O governo do estado inaugurou o ramal no fim da manhã e que será aberto ao público a partir das 16h em horário excepcional. O funcionamento nos primeiros meses será das 10h às 15h em dias úteis a princípio – não haverá cobrança de tarifa no novo trecho.
Para os passageiros do aeroporto, a Linha 17 permitirá chegar à região das avenidas Luis Carlos Berrini e Chucri Zaidan em poucos minutos. Também será possível seguir viagem nas linhas 5-Lilás e 9-Esmeralda para atingir outras regiões como a Avenida Paulista, Pinheiros e o centro da capital, entre outras alternativas de trajeto.
O sistema monotrilho foi lançado no começo da década passada com uma meta absurda, ficar pronto para a Copa do Mundo da Fifa em 2014. Não há tempo hábil (exceto na China) para concluir um projeto desse porte e no caso da Linha 17 isso incluiu problemas com construtoras em meio à Lava Jato, quebra de fornecedores e brigas na Justiça.

Vencido esses obstáculos, a Linha 17 deve facilitar também a conexão por trilhos com o Aeroporto de Guarulhos, que desde 2018 é parcialmente atendida pela Linha 13-Jade. Desde dezembro, o People Mover da GRU Airport tem oferecido a viagem com o Aeromovel nos três terminais.

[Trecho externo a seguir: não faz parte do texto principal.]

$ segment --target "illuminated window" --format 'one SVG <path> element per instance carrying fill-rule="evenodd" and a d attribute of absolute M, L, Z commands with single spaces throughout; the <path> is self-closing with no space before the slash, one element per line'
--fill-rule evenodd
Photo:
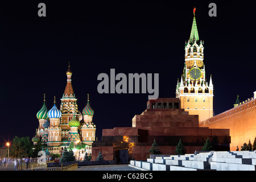
<path fill-rule="evenodd" d="M 129 137 L 128 136 L 123 136 L 123 140 L 125 142 L 128 142 Z"/>

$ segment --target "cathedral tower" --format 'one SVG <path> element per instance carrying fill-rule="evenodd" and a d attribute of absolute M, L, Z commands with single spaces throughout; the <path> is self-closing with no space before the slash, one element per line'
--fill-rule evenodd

Ou seja, passa a ser possível ir de trem entre os dois maiores aeroportos do país. A operação plena do monotrilho, entretanto, só deve ocorrer em outubro quando o horário de funcionamento passará a ser entre 4h40 e meia-noite com intervalo entre viagens mais baixo.
Por enquanto, os passageiros terão de esperar entre 7 e 15 minutos para seguir a bordo dos trens. Em junho, mais unidades devem se juntar e reduzir o intervalo.

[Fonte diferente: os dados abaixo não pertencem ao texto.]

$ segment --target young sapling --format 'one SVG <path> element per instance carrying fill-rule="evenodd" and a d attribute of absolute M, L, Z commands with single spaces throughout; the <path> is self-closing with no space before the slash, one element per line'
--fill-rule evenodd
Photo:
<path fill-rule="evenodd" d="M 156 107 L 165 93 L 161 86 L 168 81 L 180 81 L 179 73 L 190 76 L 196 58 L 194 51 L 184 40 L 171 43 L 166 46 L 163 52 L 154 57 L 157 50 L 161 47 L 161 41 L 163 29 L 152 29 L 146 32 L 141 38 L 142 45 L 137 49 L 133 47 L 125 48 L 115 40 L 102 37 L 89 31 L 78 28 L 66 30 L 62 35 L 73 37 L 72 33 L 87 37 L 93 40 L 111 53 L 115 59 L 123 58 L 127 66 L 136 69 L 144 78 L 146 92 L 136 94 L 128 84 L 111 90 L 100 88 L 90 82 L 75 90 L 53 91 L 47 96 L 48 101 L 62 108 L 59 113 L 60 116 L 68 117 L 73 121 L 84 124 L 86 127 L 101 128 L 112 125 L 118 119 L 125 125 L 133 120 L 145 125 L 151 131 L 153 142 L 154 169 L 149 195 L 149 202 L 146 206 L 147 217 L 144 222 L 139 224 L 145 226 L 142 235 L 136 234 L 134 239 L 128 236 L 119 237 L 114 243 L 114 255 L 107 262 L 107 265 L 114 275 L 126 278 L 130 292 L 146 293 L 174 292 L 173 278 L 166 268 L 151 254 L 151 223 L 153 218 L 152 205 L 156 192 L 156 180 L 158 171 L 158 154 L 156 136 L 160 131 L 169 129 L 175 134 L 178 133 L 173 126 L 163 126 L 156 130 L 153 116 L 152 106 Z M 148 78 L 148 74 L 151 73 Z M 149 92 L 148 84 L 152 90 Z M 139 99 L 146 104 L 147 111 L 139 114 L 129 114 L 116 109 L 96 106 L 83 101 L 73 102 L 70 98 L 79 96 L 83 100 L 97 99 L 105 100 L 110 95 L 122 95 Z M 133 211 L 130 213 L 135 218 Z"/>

Para os usuários de Congonhas haverá um túnel de ligação até a estação no subsolo do saguão principal, uma caminhada de 3 minutos, aproximadamente.

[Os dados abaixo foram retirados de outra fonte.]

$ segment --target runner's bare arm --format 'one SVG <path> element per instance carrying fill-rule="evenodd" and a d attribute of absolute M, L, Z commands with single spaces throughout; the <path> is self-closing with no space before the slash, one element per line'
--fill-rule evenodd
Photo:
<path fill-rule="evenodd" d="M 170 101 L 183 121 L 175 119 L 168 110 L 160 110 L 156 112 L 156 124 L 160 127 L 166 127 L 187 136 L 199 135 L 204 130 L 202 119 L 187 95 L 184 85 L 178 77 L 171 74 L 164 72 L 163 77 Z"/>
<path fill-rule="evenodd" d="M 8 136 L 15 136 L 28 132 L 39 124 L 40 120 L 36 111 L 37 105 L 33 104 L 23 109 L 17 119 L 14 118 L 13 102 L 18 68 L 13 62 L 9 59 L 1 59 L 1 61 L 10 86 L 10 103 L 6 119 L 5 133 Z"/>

A única questão aberta sobre a linha de metrô é que ela surgiu numa época em que o novo terminal de Congonhas ainda não era algo palpável. A Aena está implantando o futuro processador e pier em uma área mais distante e sem acesso à Linha 17-Ouro por túnel ou passarela. Mas isso é um potencial problema para 2028.